Former KLA fighters sentenced

Meanwhile, a court presided over by a EULEX judge convicted three former KLA guerrillas known as the ‘Llapi Group’ of torturing wartime prisoners and sentenced to a total of 13 years in prison.

Latif Gashi, now a lawmaker with the ruling Kosovo Democratic Party, was sentenced to six years in prison; Rrustem Mustafa was sentenced to four years, while the third defendant Nazif Mehmeti was sentenced to three years.

Their indictment alleged that they “ordered and participated in the beating and torture of Kosovo Albanian civilians detained in the detention centre located at Llapashtica/Lapastica, in an attempt to force those detainees to confess to acts of disloyalty to the KLA from October of 1998 until late April 1999”.

Charles Hardaway, the EULEX prosecutor in the case, told the court ahead of the verdict: “These three men are not war heroes, they are war criminals”.

But Gashi told reporters after the verdict: “The criminals are the ones we put in detention, and not us.”

Organ-trafficking convictions

At the end of April, a verdict was handed down in another case which attracted attention not only in Pristina and Belgrade but throughout the world.

A Kosovo court convicted five men of participating in an illegal organ-trading ring that sold human kidneys at the Medicus clinic near Pristina, bringing in poor people from abroad with false promises of large payments, removing their organs and transplanting them into rich patients.

The court found the former owner of the Medicus clinic, Lutfi Dervishi, guilty of organised crime and people-trafficking, sentenced him to eight years in prison and imposed a fine of 10,000 euro.

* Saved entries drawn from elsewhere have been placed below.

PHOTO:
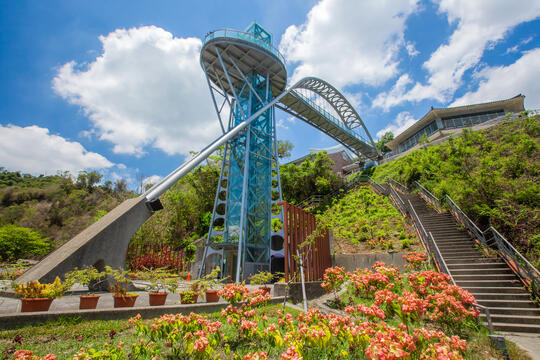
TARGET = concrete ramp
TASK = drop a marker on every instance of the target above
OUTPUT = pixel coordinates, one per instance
(103, 243)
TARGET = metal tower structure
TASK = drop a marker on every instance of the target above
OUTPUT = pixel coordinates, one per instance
(245, 72)
(247, 80)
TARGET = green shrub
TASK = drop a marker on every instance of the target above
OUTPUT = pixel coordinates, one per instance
(16, 242)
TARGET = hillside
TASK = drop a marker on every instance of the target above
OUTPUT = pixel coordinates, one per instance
(56, 207)
(493, 175)
(364, 221)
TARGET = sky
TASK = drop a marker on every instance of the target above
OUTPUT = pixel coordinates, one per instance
(116, 86)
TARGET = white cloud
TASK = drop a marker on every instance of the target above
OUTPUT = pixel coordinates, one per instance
(502, 82)
(480, 24)
(146, 89)
(516, 47)
(34, 150)
(402, 122)
(411, 49)
(348, 41)
(152, 180)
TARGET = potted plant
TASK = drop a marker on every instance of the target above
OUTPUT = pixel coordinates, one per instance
(121, 297)
(39, 297)
(209, 284)
(159, 280)
(262, 278)
(85, 277)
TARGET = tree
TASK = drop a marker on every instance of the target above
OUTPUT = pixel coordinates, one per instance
(313, 177)
(381, 144)
(284, 148)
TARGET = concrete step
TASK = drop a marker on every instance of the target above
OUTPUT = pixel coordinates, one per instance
(483, 271)
(514, 319)
(476, 259)
(481, 277)
(488, 283)
(508, 304)
(515, 311)
(512, 327)
(501, 296)
(477, 265)
(457, 247)
(515, 289)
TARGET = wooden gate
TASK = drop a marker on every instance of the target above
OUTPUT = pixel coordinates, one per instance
(315, 253)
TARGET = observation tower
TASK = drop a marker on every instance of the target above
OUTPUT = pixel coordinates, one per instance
(245, 72)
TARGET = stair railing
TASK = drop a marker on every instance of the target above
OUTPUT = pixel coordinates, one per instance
(428, 196)
(441, 265)
(491, 238)
(521, 266)
(466, 221)
(398, 201)
(399, 186)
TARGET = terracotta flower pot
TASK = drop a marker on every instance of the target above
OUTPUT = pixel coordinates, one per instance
(192, 299)
(266, 289)
(124, 300)
(212, 296)
(37, 304)
(88, 301)
(157, 299)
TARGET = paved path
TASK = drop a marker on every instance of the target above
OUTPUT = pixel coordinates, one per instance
(528, 342)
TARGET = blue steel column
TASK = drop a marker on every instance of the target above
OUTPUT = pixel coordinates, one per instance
(244, 226)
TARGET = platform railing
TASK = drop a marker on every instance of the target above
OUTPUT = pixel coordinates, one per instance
(242, 35)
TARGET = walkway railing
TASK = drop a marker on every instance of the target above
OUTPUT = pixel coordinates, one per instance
(491, 238)
(523, 268)
(428, 196)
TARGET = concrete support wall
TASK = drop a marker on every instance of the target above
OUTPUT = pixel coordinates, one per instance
(103, 243)
(352, 262)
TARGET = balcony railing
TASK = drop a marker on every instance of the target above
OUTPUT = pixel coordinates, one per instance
(241, 35)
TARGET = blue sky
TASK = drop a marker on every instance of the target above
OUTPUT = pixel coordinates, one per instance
(117, 86)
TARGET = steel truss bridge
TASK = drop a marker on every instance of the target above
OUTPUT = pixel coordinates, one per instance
(248, 81)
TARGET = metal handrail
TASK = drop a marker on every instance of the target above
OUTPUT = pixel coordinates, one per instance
(522, 267)
(444, 268)
(429, 196)
(397, 200)
(397, 184)
(465, 220)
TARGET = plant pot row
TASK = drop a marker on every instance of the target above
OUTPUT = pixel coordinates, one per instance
(91, 301)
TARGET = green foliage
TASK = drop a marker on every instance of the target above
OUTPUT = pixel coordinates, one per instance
(16, 242)
(54, 205)
(284, 148)
(362, 216)
(493, 176)
(313, 177)
(261, 278)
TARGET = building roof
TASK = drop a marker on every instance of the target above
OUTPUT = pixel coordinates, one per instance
(513, 104)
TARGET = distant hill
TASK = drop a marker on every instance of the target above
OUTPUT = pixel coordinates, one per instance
(58, 207)
(493, 175)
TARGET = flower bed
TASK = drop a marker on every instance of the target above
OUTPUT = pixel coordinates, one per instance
(389, 315)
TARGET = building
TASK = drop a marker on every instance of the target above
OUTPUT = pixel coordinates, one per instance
(439, 124)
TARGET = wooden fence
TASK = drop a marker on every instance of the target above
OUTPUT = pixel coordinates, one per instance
(315, 253)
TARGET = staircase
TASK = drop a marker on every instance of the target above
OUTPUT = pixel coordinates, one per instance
(488, 278)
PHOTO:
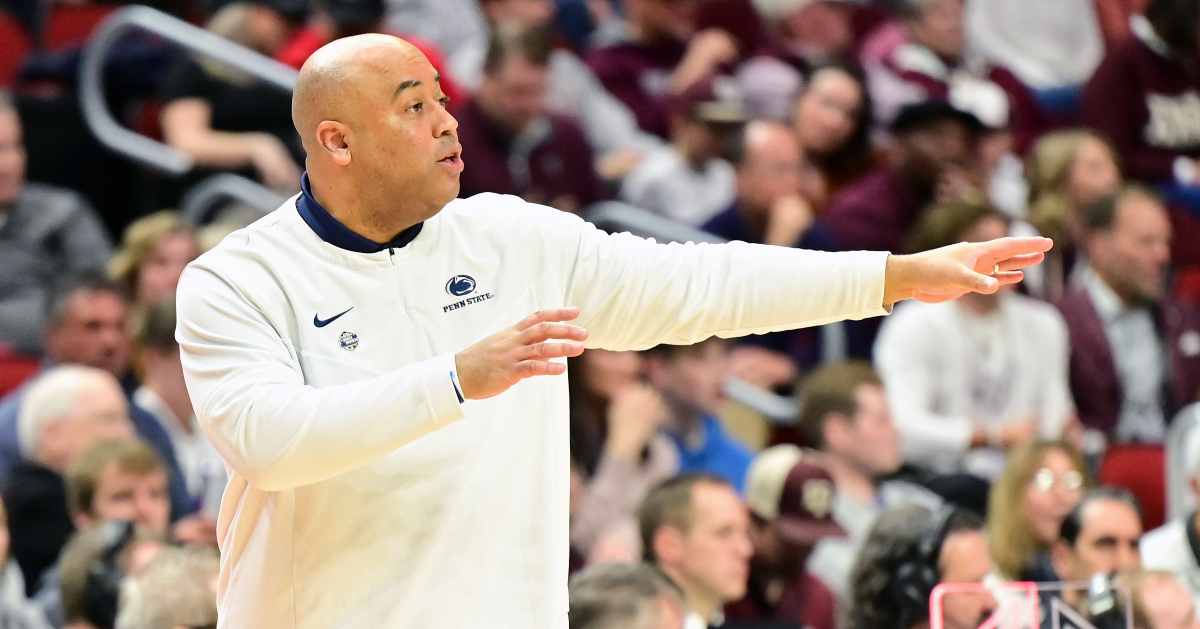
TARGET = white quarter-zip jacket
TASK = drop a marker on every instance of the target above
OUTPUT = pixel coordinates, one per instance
(364, 492)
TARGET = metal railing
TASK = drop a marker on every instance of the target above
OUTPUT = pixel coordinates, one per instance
(91, 94)
(203, 201)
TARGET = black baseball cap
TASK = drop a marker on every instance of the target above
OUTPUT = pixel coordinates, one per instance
(919, 115)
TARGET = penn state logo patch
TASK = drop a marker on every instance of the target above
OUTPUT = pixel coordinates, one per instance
(461, 285)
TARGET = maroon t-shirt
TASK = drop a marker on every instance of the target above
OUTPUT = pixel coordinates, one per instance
(874, 214)
(637, 75)
(805, 601)
(561, 165)
(1149, 105)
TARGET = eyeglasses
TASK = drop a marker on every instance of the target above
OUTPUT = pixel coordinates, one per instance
(1045, 479)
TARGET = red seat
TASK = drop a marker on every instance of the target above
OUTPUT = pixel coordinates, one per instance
(15, 45)
(1143, 471)
(15, 370)
(72, 24)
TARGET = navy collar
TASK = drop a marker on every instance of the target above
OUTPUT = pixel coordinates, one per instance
(337, 234)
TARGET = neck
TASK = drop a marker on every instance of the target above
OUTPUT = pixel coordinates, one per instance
(850, 480)
(696, 601)
(365, 210)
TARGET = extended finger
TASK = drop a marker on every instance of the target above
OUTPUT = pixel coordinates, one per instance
(1020, 262)
(544, 330)
(549, 351)
(567, 313)
(528, 369)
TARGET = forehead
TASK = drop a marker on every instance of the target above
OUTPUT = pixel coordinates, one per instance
(1108, 517)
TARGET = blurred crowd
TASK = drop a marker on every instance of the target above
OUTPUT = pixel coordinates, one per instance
(993, 438)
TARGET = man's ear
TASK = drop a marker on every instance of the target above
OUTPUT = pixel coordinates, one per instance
(335, 139)
(835, 431)
(669, 545)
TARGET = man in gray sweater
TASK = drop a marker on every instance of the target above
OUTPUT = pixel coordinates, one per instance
(46, 233)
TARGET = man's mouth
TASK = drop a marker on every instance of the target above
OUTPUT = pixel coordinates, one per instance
(453, 159)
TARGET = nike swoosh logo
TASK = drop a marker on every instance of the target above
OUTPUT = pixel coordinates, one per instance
(317, 322)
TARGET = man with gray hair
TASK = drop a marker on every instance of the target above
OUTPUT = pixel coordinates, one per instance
(619, 595)
(46, 233)
(1175, 546)
(63, 413)
(175, 589)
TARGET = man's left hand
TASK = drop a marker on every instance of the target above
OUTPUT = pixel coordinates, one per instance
(949, 273)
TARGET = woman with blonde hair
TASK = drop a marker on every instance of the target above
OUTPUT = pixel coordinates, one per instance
(1043, 481)
(154, 251)
(1067, 171)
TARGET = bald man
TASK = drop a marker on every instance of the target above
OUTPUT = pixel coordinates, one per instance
(376, 360)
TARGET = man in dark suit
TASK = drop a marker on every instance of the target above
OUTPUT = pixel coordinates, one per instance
(1134, 349)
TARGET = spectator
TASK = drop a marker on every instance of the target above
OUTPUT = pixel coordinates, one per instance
(1170, 546)
(948, 545)
(1159, 600)
(63, 413)
(227, 120)
(1067, 171)
(844, 414)
(832, 120)
(930, 63)
(46, 233)
(154, 251)
(117, 479)
(88, 324)
(163, 395)
(513, 144)
(94, 564)
(1099, 535)
(934, 145)
(777, 190)
(690, 379)
(1145, 97)
(661, 57)
(689, 180)
(1043, 481)
(177, 588)
(1051, 47)
(810, 31)
(791, 502)
(695, 529)
(621, 450)
(622, 595)
(970, 378)
(573, 90)
(1134, 351)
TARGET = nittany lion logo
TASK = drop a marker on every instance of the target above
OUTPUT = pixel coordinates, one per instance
(461, 285)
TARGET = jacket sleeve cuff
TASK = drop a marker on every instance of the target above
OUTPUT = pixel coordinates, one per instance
(443, 390)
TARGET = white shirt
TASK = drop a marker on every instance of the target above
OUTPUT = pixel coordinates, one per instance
(203, 469)
(364, 492)
(948, 371)
(665, 184)
(1139, 359)
(1167, 547)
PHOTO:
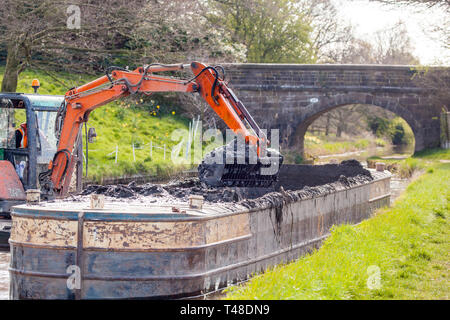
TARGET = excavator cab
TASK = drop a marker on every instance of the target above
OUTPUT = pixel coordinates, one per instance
(20, 164)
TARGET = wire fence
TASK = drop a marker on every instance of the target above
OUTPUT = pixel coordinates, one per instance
(186, 144)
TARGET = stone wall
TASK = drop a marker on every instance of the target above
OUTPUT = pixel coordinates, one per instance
(290, 97)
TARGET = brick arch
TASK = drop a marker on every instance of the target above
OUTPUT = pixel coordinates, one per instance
(290, 97)
(326, 104)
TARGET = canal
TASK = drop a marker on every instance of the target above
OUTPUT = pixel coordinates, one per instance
(397, 187)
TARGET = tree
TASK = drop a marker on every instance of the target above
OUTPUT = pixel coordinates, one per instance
(36, 30)
(271, 30)
(440, 29)
(389, 46)
(328, 30)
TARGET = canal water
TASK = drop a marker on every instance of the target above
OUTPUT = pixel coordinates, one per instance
(398, 152)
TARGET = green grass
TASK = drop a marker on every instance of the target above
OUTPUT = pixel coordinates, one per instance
(120, 123)
(408, 243)
(419, 161)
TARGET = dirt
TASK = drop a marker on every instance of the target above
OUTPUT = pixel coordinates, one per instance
(4, 275)
(312, 180)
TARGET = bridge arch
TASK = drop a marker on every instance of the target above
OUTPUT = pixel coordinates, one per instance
(289, 97)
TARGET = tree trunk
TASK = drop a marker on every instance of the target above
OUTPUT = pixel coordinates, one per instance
(14, 67)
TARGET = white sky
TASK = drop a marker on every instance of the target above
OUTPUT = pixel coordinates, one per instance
(369, 17)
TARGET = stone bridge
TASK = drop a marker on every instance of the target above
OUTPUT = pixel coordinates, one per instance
(290, 97)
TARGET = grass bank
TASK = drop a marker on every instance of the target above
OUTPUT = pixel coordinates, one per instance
(120, 124)
(402, 252)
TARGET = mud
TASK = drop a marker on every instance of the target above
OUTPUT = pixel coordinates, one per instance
(310, 180)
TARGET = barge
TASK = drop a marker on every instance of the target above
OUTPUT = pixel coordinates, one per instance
(145, 250)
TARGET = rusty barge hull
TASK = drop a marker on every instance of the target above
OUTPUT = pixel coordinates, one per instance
(149, 252)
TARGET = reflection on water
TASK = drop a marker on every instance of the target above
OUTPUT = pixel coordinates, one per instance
(400, 151)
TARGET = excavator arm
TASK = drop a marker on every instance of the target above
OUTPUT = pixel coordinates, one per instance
(118, 83)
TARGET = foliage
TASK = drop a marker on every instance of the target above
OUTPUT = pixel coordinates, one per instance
(272, 31)
(397, 130)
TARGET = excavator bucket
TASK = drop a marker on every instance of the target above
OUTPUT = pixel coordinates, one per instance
(239, 169)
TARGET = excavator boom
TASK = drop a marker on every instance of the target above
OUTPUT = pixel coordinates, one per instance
(118, 83)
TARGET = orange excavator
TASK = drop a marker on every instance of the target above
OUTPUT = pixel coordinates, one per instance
(208, 81)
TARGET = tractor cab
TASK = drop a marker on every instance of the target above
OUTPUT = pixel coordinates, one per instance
(27, 143)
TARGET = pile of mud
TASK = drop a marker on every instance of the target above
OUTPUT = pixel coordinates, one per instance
(175, 190)
(311, 180)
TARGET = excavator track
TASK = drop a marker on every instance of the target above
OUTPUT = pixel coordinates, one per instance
(262, 172)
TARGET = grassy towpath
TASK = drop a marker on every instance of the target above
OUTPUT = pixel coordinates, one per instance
(402, 252)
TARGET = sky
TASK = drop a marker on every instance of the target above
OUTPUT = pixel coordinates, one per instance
(369, 17)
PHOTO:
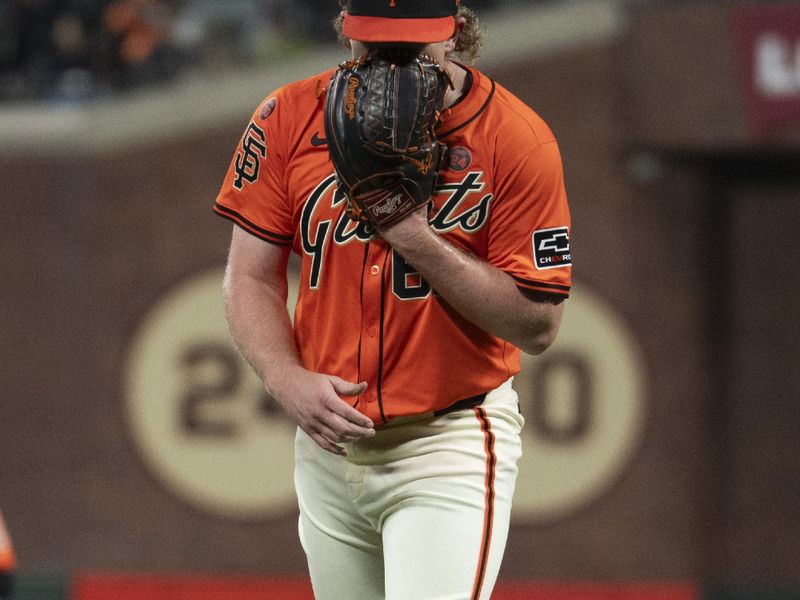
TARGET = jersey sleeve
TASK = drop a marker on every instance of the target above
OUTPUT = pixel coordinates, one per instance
(530, 226)
(253, 194)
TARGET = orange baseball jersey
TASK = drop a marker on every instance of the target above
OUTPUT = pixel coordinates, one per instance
(8, 560)
(363, 313)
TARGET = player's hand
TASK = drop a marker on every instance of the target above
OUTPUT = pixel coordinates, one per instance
(314, 402)
(408, 232)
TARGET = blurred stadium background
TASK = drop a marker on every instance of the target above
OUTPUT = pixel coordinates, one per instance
(139, 458)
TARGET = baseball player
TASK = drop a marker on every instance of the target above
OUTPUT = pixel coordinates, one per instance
(7, 561)
(398, 366)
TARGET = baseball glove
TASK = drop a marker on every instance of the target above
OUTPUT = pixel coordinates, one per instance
(380, 116)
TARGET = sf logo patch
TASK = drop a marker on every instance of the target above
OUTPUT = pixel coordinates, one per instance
(249, 157)
(551, 248)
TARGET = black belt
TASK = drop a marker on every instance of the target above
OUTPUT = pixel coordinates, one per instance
(470, 402)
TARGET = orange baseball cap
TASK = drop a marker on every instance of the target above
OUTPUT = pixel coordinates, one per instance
(415, 21)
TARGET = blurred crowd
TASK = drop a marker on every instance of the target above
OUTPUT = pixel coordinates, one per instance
(74, 50)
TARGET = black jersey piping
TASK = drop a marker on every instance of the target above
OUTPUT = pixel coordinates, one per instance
(250, 227)
(473, 117)
(361, 299)
(380, 337)
(540, 284)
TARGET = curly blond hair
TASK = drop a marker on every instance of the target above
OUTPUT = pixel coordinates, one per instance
(468, 44)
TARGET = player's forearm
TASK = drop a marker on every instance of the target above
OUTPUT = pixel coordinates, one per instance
(481, 293)
(259, 324)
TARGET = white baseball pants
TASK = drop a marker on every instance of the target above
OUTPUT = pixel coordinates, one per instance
(419, 512)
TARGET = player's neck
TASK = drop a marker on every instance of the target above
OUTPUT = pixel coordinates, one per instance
(458, 75)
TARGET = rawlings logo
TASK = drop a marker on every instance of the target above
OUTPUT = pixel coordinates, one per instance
(389, 205)
(350, 98)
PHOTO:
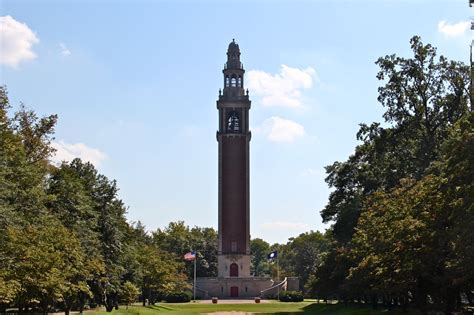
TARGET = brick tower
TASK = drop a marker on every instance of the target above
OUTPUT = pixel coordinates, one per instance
(233, 137)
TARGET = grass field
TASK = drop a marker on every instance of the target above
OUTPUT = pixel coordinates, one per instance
(307, 307)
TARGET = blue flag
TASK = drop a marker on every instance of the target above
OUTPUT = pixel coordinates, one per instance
(273, 255)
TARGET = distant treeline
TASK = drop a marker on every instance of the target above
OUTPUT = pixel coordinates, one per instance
(401, 208)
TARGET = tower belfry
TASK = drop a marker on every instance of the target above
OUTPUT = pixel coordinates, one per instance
(233, 136)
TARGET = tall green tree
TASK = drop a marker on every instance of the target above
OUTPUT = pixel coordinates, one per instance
(259, 264)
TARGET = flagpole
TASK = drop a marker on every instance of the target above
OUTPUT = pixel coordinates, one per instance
(194, 287)
(278, 280)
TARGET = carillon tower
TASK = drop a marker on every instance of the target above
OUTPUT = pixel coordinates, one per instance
(233, 137)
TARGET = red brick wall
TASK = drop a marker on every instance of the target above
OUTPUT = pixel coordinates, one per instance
(234, 194)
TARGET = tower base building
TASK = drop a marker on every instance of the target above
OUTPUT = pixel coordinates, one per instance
(233, 137)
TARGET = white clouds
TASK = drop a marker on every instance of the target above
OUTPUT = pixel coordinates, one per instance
(64, 50)
(278, 129)
(285, 225)
(453, 30)
(16, 41)
(68, 152)
(282, 89)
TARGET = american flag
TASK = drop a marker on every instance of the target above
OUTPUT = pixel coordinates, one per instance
(190, 256)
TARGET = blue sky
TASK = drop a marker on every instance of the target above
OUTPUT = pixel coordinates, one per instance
(135, 84)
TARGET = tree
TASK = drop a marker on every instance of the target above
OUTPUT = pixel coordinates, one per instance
(259, 264)
(129, 293)
(46, 261)
(178, 238)
(423, 97)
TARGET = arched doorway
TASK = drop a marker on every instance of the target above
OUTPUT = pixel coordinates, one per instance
(234, 270)
(234, 291)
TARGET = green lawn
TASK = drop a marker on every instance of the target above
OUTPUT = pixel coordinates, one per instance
(307, 307)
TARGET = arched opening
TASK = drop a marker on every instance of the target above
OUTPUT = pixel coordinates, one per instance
(234, 270)
(233, 122)
(234, 291)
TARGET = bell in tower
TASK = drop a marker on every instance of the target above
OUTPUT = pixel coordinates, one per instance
(233, 136)
(233, 139)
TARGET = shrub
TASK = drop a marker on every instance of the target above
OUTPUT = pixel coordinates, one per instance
(178, 297)
(291, 296)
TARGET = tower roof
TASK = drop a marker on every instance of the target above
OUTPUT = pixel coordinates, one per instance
(233, 46)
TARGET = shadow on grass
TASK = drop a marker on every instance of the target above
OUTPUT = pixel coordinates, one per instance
(159, 307)
(339, 309)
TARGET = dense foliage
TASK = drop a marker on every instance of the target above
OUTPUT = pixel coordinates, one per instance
(401, 209)
(401, 206)
(66, 242)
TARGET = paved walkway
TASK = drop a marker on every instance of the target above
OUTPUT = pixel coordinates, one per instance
(249, 301)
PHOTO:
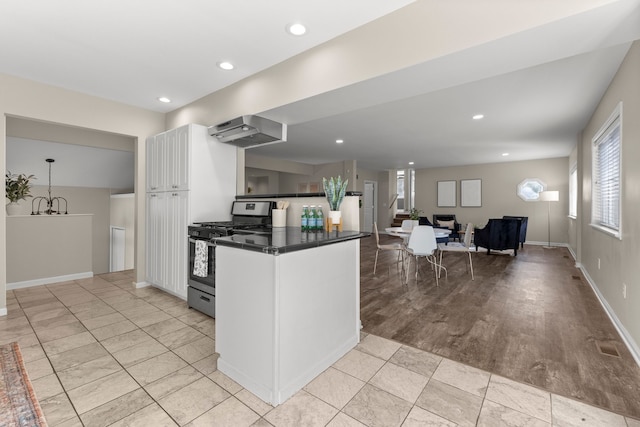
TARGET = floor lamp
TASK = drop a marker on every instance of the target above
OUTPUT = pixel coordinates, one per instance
(549, 196)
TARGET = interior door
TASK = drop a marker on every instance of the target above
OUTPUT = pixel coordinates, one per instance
(117, 249)
(369, 207)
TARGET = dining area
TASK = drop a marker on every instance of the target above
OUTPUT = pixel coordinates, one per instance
(415, 242)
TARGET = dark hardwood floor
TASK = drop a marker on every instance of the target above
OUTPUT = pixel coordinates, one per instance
(531, 318)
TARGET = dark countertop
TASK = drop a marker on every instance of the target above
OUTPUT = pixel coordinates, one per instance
(278, 196)
(287, 239)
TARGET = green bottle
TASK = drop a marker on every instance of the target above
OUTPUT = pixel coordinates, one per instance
(304, 219)
(319, 219)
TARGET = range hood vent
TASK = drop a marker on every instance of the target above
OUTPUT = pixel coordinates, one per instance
(249, 131)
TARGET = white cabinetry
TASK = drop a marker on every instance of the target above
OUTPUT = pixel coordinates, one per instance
(190, 177)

His son Arban Dervishi was found guilty of the same charges and sentenced to seven years and three months in prison, and fined 2,500 euro.

The clinic’s head anaesthetist Sokol Hajdini was sentenced to three years in prison, while assistant anaesthetists Islam Bytyqi and Sylejman Dula were sentenced to a year’s imprisonment, suspended for two years.

However a senior official at the Kosovo health ministry, Ilir Rrecaj, was acquitted of abusing his position.

The indictment said that around 30 illegal kidney transplants took place at the clinic in 2008.

The EULEX prosecutor said that the transplant recipients, mainly Israelis, paid more than 70,000 euro for the kidneys.

Two foreign suspects in the case - Turkish doctor Yusuf Sonmez and Moshe Harel, an Israeli citizen - are still at large.

After the convictions of the five Kosovars, the EU rule of law mission launched a new investigation into eight people suspected of involvement in the organ-trading ring that operated from the Medicus clinic.

The Medicus clinic was also mentioned in a Council of Europe report which alleged that elements of the Kosovo Liberation Army traded the organs of prisoners during the 1999 conflict.

But EULEX prosecutor Jonathan Ratel told BIRN that he had “found no direct evidence” of a link between Medicus and the KLA.